A second stream explores how racial-colonial inequality is spatialised and resisted in Bogotá. Based on multi-sited ethnography across multiple districts of the city, this work critiques colourblind approaches to inequality in Latin American cities and highlights how racial capitalism and coloniality reframe inequality, in both urban governance and discourse. Her work also foregrounds social infrastructures, grassroots care, and relational city-making as spatial resistance against extraction and displacement. Outputs from this stream include articles in Identities, the Journal of Latin American Studies, and Social and Cultural Geography, op-eds in RACE.ED and the Colombian newspaper La Silla Vacía, the international and multi-lingual network In War’s Wake, and public art exhibitions in Bogotá curated with grassroots collectives and internally displaced residents. Giulia is now developing two articles and a monograph toward a critical urban theory of racial capitalism from Latin American perspectives, in dialogue with scholars and activists in Colombia, Mexico, and Brazil.

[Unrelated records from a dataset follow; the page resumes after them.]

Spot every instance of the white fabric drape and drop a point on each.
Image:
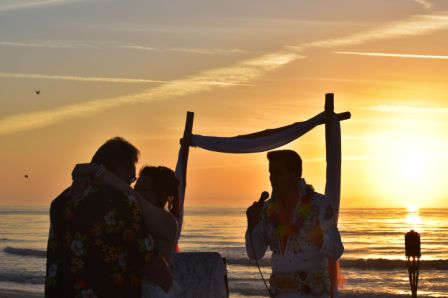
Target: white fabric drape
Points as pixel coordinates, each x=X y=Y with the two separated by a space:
x=269 y=141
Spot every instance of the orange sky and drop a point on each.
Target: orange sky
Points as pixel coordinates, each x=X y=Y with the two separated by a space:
x=134 y=71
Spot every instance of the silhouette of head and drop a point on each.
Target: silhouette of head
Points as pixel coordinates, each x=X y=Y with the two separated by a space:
x=285 y=168
x=119 y=157
x=159 y=186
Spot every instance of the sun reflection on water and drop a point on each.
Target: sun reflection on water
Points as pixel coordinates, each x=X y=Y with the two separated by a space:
x=413 y=218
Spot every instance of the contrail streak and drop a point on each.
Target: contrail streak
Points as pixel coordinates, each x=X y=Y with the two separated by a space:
x=394 y=55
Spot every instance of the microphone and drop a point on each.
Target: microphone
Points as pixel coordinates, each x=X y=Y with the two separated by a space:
x=263 y=197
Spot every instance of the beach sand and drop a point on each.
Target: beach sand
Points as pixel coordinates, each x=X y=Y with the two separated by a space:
x=18 y=294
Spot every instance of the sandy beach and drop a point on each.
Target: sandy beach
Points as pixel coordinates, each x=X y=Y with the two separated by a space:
x=18 y=294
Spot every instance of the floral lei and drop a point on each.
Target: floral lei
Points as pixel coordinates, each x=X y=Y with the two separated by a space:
x=304 y=213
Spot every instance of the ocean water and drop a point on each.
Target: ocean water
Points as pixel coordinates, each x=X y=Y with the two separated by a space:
x=373 y=263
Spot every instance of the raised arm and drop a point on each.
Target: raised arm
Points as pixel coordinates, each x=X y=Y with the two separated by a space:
x=332 y=246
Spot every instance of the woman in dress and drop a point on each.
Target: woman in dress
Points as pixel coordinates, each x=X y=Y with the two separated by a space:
x=155 y=189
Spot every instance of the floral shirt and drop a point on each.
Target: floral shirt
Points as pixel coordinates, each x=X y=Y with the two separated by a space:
x=97 y=245
x=300 y=255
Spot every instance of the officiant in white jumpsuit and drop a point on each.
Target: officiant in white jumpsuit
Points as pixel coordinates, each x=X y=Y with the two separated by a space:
x=299 y=227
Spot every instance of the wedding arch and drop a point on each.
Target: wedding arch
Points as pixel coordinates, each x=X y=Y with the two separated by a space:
x=270 y=139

Her recent work extends to digital urban infrastructures and digital research methods. As part of Amnesty International’s research enquiry “Decode Surveillance” (led by Dr. Matt Mahmoudi), she co-produced reportsinteractive digital counter-maps, and an international campaign (covered by Forbes, The Guardian, MIT Tech Review, and ABC News, among others) on urban infrastructures of digital surveillance in New York City, showing how they disproportionately affect urban communities along racial lines and hinder the democratic use of public space.

Giulia’s research has received grants and awards by the British Academy, the Arts & Humanities Research Council (AHRC), Santander, Kettle’s Yard, and the Society of Latin American Studies, as well as the University of Cambridge and King’s College London. She has worked as researcher, consultant, architect and urban designer for international, national, and grassroot organisations in Colombia, Italy, Benin, the USA, and the UK.

Giulia is part of the Urban Sociology cluster.

Teaching and PhD supervision

Giulia teaches on the MSc City Design and Social Science programme, including Cities by Design, Independent Project and City Design: Research Studio. She welcomes PhD applicants interested in any of the topics above—especially projects involving ethnographic research and creative mixed methods (e.g. audio, visual, embodied, graphic), and relational and/or Southern epistemologies.